Se giró, echó a correr como si la persiguieran unos sabuesos hambrientos y entró en el dormitorio a toda prisa. Cerró de un portazo antes de lanzarse sobre la cama. Tan ridícula y avergonzada se sentía que se tapó la cabeza con la sábana y cerró los ojos en busca de una protección extra.

—¿Es por los gatitos? —le gritó él desde la puerta.

Capítulo 6

Su madre solía decirle que era muy tozuda. A Annie le gustaba más describirse como decidida. Pero por más decidida que estaba a no perder ni un segundo de sueño por culpa del hombre de los calzoncillos que brillaban en la oscuridad, cuando el primer rayo de sol se coló por la ventana, tenía los ojos como platos.
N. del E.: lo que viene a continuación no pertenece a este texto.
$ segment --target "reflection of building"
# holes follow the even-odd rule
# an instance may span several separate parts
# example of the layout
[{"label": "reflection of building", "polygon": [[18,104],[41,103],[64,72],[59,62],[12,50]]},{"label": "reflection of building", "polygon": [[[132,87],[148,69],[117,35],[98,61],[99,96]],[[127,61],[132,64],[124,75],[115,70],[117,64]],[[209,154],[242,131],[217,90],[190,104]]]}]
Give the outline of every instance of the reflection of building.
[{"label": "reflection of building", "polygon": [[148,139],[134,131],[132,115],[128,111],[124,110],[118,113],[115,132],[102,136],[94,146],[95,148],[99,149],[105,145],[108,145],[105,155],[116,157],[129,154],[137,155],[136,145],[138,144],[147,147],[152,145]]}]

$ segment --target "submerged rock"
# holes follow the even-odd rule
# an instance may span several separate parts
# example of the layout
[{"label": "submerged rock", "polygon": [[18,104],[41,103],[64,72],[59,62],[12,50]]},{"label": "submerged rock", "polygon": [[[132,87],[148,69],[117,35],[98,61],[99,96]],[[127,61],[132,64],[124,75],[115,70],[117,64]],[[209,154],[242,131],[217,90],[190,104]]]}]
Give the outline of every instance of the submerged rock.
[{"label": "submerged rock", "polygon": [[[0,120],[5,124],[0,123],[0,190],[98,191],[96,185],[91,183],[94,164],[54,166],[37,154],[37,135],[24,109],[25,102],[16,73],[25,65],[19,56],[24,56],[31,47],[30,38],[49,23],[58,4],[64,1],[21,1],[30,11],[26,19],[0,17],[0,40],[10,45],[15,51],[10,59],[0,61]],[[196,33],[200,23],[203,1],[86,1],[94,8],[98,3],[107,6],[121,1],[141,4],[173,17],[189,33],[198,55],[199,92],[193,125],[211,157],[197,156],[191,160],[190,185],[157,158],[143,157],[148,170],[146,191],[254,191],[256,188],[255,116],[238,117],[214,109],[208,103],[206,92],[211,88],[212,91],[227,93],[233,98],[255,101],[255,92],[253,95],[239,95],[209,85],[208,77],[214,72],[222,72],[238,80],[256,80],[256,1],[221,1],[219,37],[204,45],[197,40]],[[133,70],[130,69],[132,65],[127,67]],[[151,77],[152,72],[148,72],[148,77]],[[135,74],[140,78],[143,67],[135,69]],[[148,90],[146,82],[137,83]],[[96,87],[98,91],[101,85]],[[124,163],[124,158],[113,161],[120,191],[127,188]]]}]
Cada vez que los cerraba, su respiración se volvía ridículamente errática y sus pulsaciones se acercaban al nivel de infarto.

«Emmitt no es para tanto», se dijo, tumbada hasta que la suma de la colcha y sus cálidas espiraciones convirtió la cama en una sauna y Annie creyó ahogarse. «La madre que lo parió». Se destapó de repente.

Era imposible que pudiera enfrentarse a él. Nunca sería capaz de olvidar todo lo que había visto… Siempre que viera un anuncio de Calvin Klein experimentaría una descomposición visceral. Y de ninguna de las maneras, en ninguna circunstancia, Emmitt debía saber cuánto la había impactado.

No, ningún hombre tenía el poder de desbaratar su vida. Y el que se encontraba al otro lado de la puerta del dormitorio no iba a robarle ni un solo momento más de paz.